A Multi-variate Mathematical Model for Simulating the Granule Size Distribution in Roller Compaction-Milling Process.

Granule size distribution (GSD) is one of the critical quality attributes in the roller compaction (RC) process. Determination of GSD for newly developed pharmaceutical compounds with unknown ribbon breakage behaviors at the RC milling step requires a quantitative insight into process parameters and ribbon attributes. Despite its pivotal role in mapping the process operating conditions to achieve desired granule size, limited work has been presented in literature with a focus on RC-milling modeling. In this study, a multi-variate mathematical model is presented to simulate the full size-distribution of granulated ribbons as a function of ribbon mechanical properties. Experimental data with a lab-scale oscillating milling apparatus were generated using ribbons made of various powder compositions. Model parameters were determined by fitting it to experimental data sets. Parameters obtained from the first step were correlated to ribbon Young's modulus. The model was validated by predicting GSD of data that were excluded in model development step. Predictive capabilities of the developed model were further explored by simulating GSD profiles of a granulated pharmaceutical excipient obtained at three different conditions of a real-scale Gerteis RC system.
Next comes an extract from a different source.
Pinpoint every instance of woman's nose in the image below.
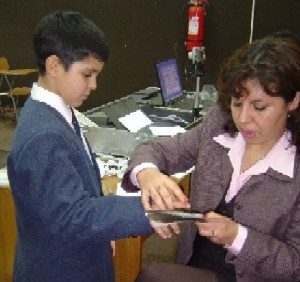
[239,105,252,123]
While maintaining the milling operating conditions similar to the lab-scale apparatus (i.e., screen size and spacing, and low rotor speed), the proposed modeling approach successfully predicted the GSD of roller compacted MCC powder as the model compound. This model can be alternatively utilized in conjunction with an RC model in order to facilitate the process understanding to obtain granule attributes as part of Quality-by-Design paradigm.